I am going to put up a voting dealio on this page to see if anyone actually reads this. Okay, after thinking about it for 10 seconds, I realize there is no way to
vote on whether you don’t read this. Must rethink strategy. Perhaps Al Gore isn’t busy and can help out. And no, Al, you’re still not getting my Madonna
tickets, so quit writing me.
9:10 PM CST:
Just heard from the captain that the weather in Houston has turned crappy and that we may have to divert to New Orleans. Woo hoo! If we wind up spending
the night I am totally going to Bourbon Street! What better way to spend the evening stuck somewhere? May have to rethink my ambitious list of to-do’s for
tomorrow. Darn. Does this mean I won’t be able to pick up trash tomorrow morning? And I was so looking forward to it. Don’t you love it when I speak
cryptically? The pilot has extra fuel for us to just sit around and circle Oklahoma for an hour or so before we try hitting Texas. Not sure if I should be
impressed that we were carrying hundreds of extra gallons of fuel. No wonder these suckers blow up in a fireball when they hit the ground, they’re always
carrying ”rainy day” fuel.
Going to try to nap up in case I really do get to hit The Big Easy tonight. If not, no loss, I’ll just drive by the Richmond strip with the convertible top down
and throw a bag of beads out the window. Same thing.
9:20 PM CST:
Okay, the pilot has got balls. He says that he’s pretty sure the storm system will move on by the time we get there and that a few planes have made approaches
and things seem to be calming down. He then mumbled the rest of his assurances and then went off. Something about what to do if we skid off the edge of the
runway or something. Either that or he was convulsing left and right again. Guess I’ll be cleaning the earth tomorrow morning after all. Looking outside the
window the sky is perfectly clear and you can see all the way to the ground (and we’re supposedly at 25,000 feet at least).

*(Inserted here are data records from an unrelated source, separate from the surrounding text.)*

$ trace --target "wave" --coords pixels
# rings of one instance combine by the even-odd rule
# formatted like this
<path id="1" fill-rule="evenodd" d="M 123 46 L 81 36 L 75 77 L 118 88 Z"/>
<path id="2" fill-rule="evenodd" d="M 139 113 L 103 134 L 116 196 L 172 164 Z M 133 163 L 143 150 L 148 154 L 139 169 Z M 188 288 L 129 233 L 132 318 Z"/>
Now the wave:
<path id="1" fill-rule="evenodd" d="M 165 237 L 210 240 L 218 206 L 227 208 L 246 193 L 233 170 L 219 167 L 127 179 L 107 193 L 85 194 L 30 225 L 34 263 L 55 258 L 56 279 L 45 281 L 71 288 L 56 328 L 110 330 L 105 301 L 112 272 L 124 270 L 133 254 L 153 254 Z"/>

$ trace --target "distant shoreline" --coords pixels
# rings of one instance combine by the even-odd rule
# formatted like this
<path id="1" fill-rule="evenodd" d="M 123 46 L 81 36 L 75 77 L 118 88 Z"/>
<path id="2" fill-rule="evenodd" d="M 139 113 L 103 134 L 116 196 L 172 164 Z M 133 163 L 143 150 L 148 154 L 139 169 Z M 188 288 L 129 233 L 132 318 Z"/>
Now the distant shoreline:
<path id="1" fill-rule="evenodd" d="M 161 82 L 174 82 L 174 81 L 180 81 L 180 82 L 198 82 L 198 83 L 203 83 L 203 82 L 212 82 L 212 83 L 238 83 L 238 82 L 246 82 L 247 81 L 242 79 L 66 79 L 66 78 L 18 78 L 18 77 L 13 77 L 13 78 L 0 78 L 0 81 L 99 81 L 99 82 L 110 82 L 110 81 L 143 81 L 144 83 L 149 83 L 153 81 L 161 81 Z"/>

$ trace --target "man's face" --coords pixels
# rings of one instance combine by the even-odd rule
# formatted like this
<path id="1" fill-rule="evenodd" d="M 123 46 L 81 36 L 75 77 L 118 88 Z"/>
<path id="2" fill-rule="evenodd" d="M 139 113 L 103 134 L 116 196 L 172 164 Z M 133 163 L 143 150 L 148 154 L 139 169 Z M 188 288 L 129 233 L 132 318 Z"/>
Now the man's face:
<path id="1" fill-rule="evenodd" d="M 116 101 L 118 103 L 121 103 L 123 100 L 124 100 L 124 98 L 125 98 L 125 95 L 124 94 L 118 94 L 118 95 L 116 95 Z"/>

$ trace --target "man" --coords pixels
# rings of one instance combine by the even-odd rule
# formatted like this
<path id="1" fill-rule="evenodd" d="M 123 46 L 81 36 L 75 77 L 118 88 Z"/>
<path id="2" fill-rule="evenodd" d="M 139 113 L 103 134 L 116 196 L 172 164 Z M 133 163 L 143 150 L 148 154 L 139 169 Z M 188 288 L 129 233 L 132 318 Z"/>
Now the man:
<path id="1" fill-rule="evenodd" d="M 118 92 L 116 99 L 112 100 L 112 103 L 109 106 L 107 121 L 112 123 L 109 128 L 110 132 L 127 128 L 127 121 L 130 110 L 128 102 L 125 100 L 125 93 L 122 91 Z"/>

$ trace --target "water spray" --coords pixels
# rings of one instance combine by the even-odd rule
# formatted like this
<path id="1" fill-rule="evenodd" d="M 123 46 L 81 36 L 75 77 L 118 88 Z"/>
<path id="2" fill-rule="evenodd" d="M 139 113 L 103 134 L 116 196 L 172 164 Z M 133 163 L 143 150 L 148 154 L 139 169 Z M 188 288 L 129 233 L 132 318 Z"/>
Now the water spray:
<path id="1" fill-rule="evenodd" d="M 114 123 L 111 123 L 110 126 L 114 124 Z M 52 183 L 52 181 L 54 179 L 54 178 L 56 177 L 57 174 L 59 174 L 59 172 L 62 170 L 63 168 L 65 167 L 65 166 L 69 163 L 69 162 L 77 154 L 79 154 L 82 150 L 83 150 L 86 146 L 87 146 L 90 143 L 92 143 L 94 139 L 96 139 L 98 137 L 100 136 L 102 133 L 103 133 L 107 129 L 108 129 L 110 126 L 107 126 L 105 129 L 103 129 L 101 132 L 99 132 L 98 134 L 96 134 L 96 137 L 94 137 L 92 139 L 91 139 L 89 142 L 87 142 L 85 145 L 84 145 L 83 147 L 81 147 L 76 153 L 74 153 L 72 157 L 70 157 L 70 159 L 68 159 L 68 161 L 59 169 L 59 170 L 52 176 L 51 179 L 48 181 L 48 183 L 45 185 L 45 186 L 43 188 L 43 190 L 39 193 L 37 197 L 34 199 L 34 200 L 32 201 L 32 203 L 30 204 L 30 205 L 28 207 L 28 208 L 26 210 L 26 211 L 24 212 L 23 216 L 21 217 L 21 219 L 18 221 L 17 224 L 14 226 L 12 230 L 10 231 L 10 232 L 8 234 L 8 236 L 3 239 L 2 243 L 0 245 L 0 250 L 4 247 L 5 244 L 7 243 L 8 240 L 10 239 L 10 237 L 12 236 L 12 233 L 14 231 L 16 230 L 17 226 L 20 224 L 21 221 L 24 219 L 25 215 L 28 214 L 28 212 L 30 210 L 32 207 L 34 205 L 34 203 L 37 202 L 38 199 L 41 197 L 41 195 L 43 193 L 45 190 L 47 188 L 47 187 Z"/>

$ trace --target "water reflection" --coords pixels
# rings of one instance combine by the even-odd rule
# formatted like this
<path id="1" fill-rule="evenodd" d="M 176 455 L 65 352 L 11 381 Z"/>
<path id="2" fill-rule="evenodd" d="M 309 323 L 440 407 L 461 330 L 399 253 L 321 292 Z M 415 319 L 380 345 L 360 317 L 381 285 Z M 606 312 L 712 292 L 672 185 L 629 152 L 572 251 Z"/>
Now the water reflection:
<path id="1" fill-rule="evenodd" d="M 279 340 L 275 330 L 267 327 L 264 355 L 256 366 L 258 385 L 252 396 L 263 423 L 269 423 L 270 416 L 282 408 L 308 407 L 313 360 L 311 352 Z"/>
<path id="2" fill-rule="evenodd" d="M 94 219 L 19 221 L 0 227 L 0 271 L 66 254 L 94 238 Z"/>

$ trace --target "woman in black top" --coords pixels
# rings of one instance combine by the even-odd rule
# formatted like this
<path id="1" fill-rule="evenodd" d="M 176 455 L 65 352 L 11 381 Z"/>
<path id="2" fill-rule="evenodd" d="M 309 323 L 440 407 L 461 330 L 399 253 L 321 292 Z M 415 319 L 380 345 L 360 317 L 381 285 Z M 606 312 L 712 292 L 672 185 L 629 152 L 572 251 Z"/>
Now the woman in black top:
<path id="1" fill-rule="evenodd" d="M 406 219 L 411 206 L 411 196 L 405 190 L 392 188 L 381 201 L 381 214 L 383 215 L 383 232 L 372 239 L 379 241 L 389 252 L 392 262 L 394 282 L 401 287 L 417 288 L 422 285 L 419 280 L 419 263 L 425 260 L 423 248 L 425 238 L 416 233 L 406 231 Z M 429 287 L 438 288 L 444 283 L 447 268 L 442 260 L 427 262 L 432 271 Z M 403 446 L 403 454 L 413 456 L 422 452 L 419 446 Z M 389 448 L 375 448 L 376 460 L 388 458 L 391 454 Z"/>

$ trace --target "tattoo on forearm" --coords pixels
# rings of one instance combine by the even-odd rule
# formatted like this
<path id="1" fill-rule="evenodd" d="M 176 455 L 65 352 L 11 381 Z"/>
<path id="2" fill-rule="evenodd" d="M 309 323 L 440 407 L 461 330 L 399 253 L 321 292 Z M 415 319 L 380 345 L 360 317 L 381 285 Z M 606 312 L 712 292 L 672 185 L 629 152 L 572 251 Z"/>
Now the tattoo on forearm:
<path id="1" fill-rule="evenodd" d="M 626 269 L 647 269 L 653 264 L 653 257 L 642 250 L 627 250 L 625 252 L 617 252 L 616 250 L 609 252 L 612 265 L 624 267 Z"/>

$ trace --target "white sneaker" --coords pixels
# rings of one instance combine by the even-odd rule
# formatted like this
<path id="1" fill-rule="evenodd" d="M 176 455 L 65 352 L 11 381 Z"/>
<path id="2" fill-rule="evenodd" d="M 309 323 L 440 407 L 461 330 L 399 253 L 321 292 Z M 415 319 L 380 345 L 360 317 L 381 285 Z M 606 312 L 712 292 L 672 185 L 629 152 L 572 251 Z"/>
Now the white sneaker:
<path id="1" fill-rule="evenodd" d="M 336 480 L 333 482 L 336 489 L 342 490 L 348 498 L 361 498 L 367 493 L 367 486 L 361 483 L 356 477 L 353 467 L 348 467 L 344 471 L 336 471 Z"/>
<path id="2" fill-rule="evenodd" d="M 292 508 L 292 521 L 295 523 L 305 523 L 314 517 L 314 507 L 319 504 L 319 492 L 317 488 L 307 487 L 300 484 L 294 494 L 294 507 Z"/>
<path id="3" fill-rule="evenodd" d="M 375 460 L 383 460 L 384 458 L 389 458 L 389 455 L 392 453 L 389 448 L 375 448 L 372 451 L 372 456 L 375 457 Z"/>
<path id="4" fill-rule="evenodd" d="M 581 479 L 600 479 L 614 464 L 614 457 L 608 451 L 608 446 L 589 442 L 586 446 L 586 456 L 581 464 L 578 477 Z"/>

Wondering how the Sixers are doing. Not that I think they’re going to win the second game against LA, but it wouldn’t surprise me if they pulled out
another upset. You never know in the play offs. I’m sure NBC has a real hard time rigging the games with those psychics in the stands using telepathy
and telekinesis to jack with the basketball trajectory. What? You never knew they do that? Yeah, that’s right. They use the same people who make it
look like David Copperfield is doing real magic. I’ve asked them to use their powers to trick girls to walk over to me at clubs, but their hourly rates are
hellacious.
Plane is shaking all over the place. If this is the last thing I type (and if the laptop makes it to the ground in one piece, tell my family that I’ll miss them
(although I’ll see what I can do about some friendly haunting and perhaps make a Casper The Friendly ghost type appearance on Friday nights. We’ll see.
I’d still need to bypass that whole walking into the light thing (again).
9:29 PM CST:
Remember the ground? It’s missing. Clouds in the way now. News at 11.
10:20 PM CST: I lived. It took forever to get home. Drove through some water. All that was more dangerous than the actual landing. More after I recover.